School ‘failed to act’ after 3 warnings boy had gun on day of shooting, attorney says
NEWPORT NEWS, Va. — Richneck Elementary School teacher Abigail Zwerner intends to file a lawsuit against the Newport News school division after school administrators “failed to act” before she was shot by her 6-year-old student, according to Zwerner’s attorney.
Diane Toscano, speaking Wednesday during a news conference at the Marriott at City Center, claimed school administrators had been notified of concerns regarding the student multiple times on the morning of the shooting. Zwerner, hit in the hand and chest, is recovering at home after a being treated at Riverside Regional Medical Center.“Abby and the other teachers tried to do the right thing on Jan. 6,” Toscano said.

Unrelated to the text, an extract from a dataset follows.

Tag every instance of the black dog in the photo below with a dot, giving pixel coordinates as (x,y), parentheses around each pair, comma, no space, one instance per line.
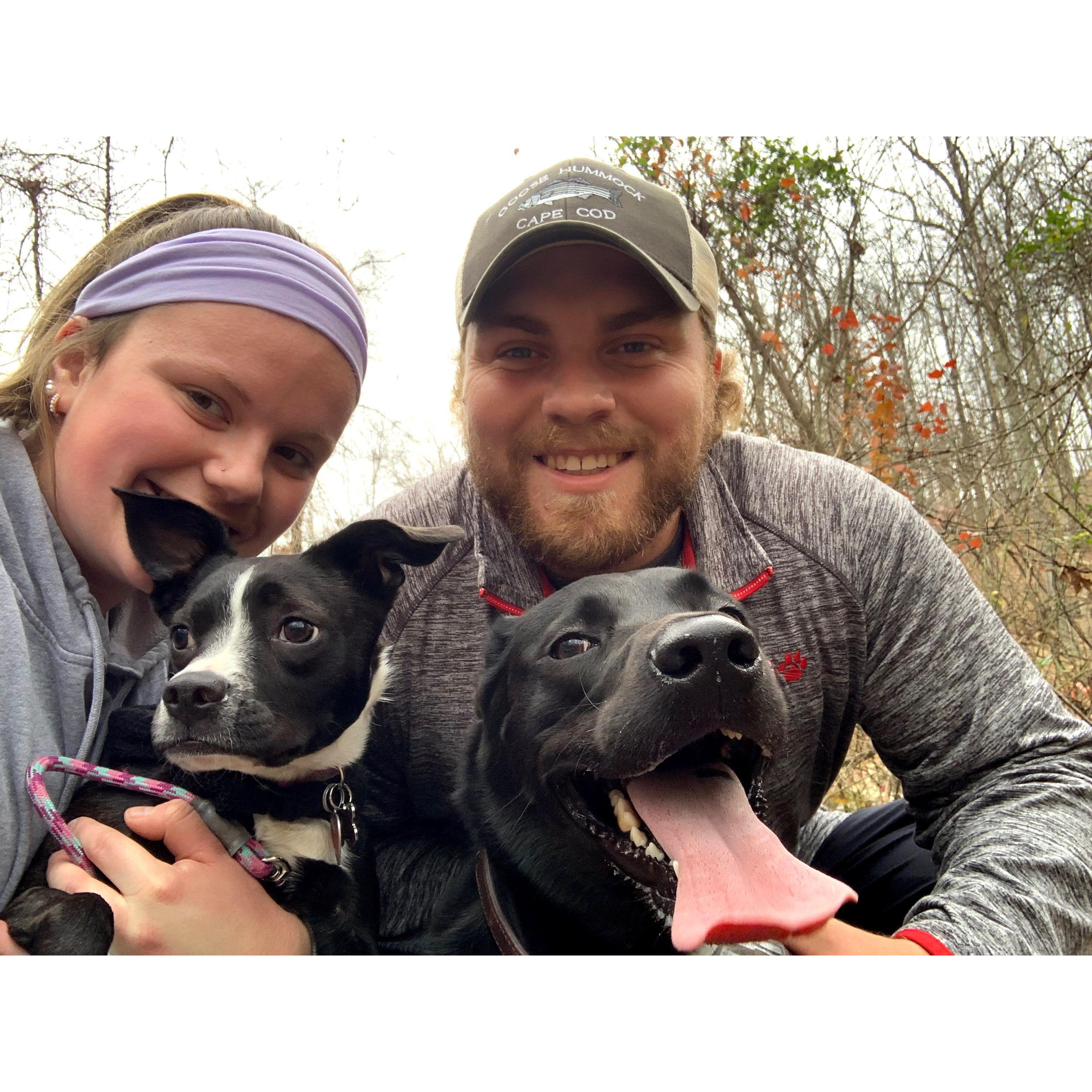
(277,672)
(613,785)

The Newport News school system was notified Wednesday morning of Zwerner’s intent to file a lawsuit.She added that on Jan. 6, “concerned teachers and staff” warned school administrators that the boy had a gun at school and was threatening other students. However, Toscano said, “the administration could not be bothered.”
She presented a timeline of what happened that day prior to the shooting, though she did not say how the information was obtained.
According to Toscano, Zwerner told administrators at 11:30 a.m. a student was threatening “to beat up” another student. About an hour later, another teacher reportedly searched the book bag of the student suspected of bringing a gun to school. The teacher then told administrators she believed the boy had taken the gun out to recess in his pocket.
Toscano claimed administrators told the teacher, “Well, he has little pockets.”
Toscano said a boy later that afternoon went crying to a teacher, saying another student had shown him a gun and threatened him if he told anyone.
Another teacher reportedly asked school officials if he could search the boy but was denied “because the school day was almost over,” Toscano said. Another hour later, the shooting occurred.
A division spokesperson, Michelle Price, said she was unable to provide a comment on these allegations because “the school division’s investigation is ongoing.”
Police say the 6-year-old shot Zwerner while she was teaching. Zwerner was released from the hospital last week, though Toscano said the bullet “remains dangerously inside her body.”
“The road to full recovery will be long, and as her physical condition improves, the psychological wounds cut deeply and remain fresh,” she said.
Workers’ compensation laws can complicate lawsuits against workplaces stemming from injuries suffered on the job. Employees who are hurt at work are barred from suing employers if they qualify for workers’ comp payments.
But a local personal injury attorney predicted that workers’ comp law won’t “be an impediment” to a claim against Newport News Public Schools in this case.
”In order for a claim to be barred by workers’ comp, you have to show that the injury came about from something that you could reasonably expect to have happened at your job,” said the attorney, Robert Haddad of Virginia Beach. “I don’t think it can reasonably be expected that one of the injuries you’re gonna suffer at your job as a teacher is getting shot by one of your students.”
The case is even stronger, Haddad said, if school administrators had knowledge of concerning behavior by the student before the shooting.
“It sounds like she alerted folks that she had concerns about this specific student harming her,” Haddad said of Zwerner. If that’s the case, he said, then the school system “is in trouble.”
Lawyers for Newport News Public Schools could raise workers’ comp law as a bar to litigation, he said, just as Walmart filed a motion in federal court citing that law in an attempt to block lawsuits arising from the November mass shooting at a Chesapeake store. But Haddad expects the lawsuits in the Walmart case to ultimately be allowed to proceed, just as he does in the Richneck case.
If there’s no reason to believe that “your job makes you particularly susceptible to a violent incident,” he said, workers’ comp law isn’t a roadblock.
Richneck Elementary has been closed since the shooting, though it is set to reopen Monday following several staff meetings, a virtual town hall for families and focus group sessions with parents.
The school division also announced plans to install state-of-the-art metal detectors at each of its schools. Richneck will have one installed before students return, according to school officials.
An outpouring of outrage and criticism has come from community members and teachers since the shooting — the third to occur on Newport News school property in less than 18 months. Many said the school system has failed in addressing “out-of-control” student behavior.
Newport News Superintendent George Parker could be voted out by the school board Wednesday evening during a special meeting to discuss the “assignment, appointment and performance of specific administrators in the school division.” He was hired in 2018 and previously served as superintendent of Caroline County Public Schools in Virginia. He also was an educator in Virginia Beach City Public Schools.